Abstract:Text-based delivery addresses, as the data foundation for logistics systems, contain abundant and crucial location information. How to effectively encode the delivery address is a core task to boost the performance of downstream tasks in the logistics system. Pre-trained Models (PTMs) designed for Natural Language Process (NLP) have emerged as the dominant tools for encoding semantic information in text. Though promising, those NLP-based PTMs fall short of encoding geographic knowledge in the delivery address, which considerably trims down the performance of delivery-related tasks in logistic systems such as Cainiao. To tackle the above problem, we propose a domain-specific pre-trained model, named G2PTL, a Geography-Graph Pre-trained model for delivery address in Logistics field.

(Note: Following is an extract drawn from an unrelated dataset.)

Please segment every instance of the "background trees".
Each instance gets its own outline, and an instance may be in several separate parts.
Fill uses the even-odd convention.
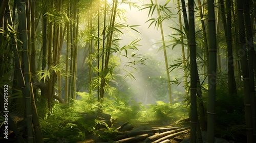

G2PTL combines the semantic learning capabilities of text pre-training with the geographical-relationship encoding abilities of graph modeling. Specifically, we first utilize real-world logistics delivery data to construct a large-scale heterogeneous graph of delivery addresses, which contains abundant geographic knowledge and delivery information. Then, G2PTL is pre-trained with subgraphs sampled from the heterogeneous graph. Comprehensive experiments are conducted to demonstrate the effectiveness of G2PTL through four downstream tasks in logistics systems on real-world datasets. G2PTL has been deployed in production in Cainiao's logistics system, which significantly improves the performance of delivery-related tasks.